Rechtspraak
Rechtbank Midden-Nederland, 1 december 2010
ECLI:NL:RBUTR:2010:BP2005
Centraal Bureau Rijvaardigheidsbewijzen/werknemer
Werknemer (47 jaar) is sinds 1997 in dienst van het CBR, laatstelijk in de functie van Senior Medisch Adviseur. In dat kader beoordeelt hij mensen op hun medische geschiktheid in verband met afgifte van een vaarbewijs of rijbewijs. Tot juli 2006 heeft hij docenten van de cursus Educatieve Maatregel Alcohol en Verkeer (hierna: EMA) les gegeven over alcohol, de werking op de hersenen en alcohol in het verkeer. Op 21 mei 2010 heeft werknemer een ernstig verkeerongeval veroorzaakt en is hem zelf de maatregel EMA opgelegd alsmede zijn rijbewijs ingetrokken. Werknemer heeft dit lange tijd verzwegen voor het CBR. Werknemer is sinds het ongeval gedeeltelijk arbeidsongeschikt. Thans verzoek het CBR ontbinding van de arbeidsovereenkomst.

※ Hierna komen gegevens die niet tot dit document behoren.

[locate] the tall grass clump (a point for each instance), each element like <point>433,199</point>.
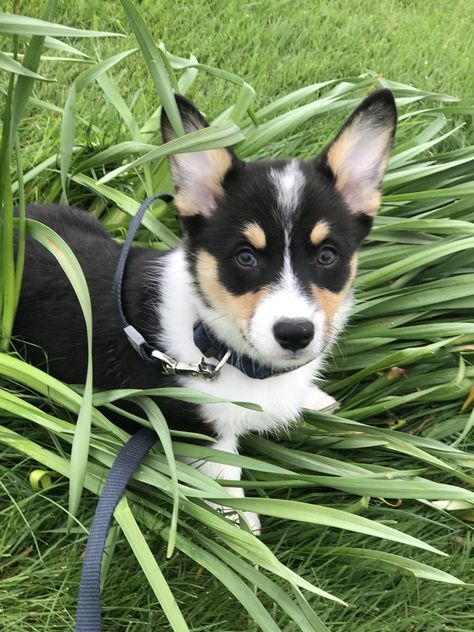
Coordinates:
<point>381,489</point>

De kantonrechter oordeelt als volgt. Werknemer heeft in een laat stadium (na drie weken) het CBR in kennis gesteld van het feit dat hij een ongeluk had gehad. Hij heeft niet gemeld dat de verdenking bestond dat de oorzaak voor dit ongeval was gelegen in een alcoholpromillage hoger dan wettelijk is toegestaan. Voorts heeft werknemer geen melding gemaakt van het feit dat hem een EMA-maatregel is opgelegd en dat zijn rijbewijs was ingevorderd. Het CBR heeft via geruchten vernomen dat het ongeval van werknemer te wijten zou zijn aan overmatig alcoholgebruik. Vervolgens is het CBR in haar eigen dossiers nagegaan of de EMA-maatregel is opgelegd en heeft zij het strafrechtelijk dossier opgevraagd. Deze handelwijze kan niet worden bestempeld als onrechtmatige bewijsgaring. Werknemer heeft gehandeld, terwijl hij in dienst is bij een instantie die in het leven is geroepen om een bijdrage te leveren aan de verkeersveiligheid en tot taak heeft cursussen te verzorgen om mensen te wijzen op de gevaren van alcoholgebruik in het verkeer en te beoordelen of mensen medisch geschikt zijn om aan het verkeer deel te nemen. Dit brengt met zich dat aan werknemers, in ieder geval die met een functie en positie van werknemer, hoge integriteitseisen op het gebied van de verkeersdeelname mogen worden gesteld, waarbij niet noodzakelijkerwijs het privéleven wordt uitgesloten. Werknemer heeft hier niet alleen niet aan voldaan, maar heeft tevens gepoogd dit aan het oog van het CBR onttrokken te houden en heeft niet getoond het laakbare van zijn handelen in te zien. De kantonrechter is van oordeel dat voornoemde feiten en omstandigheden in onderlinge samenhang beschouwd een dringende reden opleveren voor ontbinding van de arbeidsovereenkomst.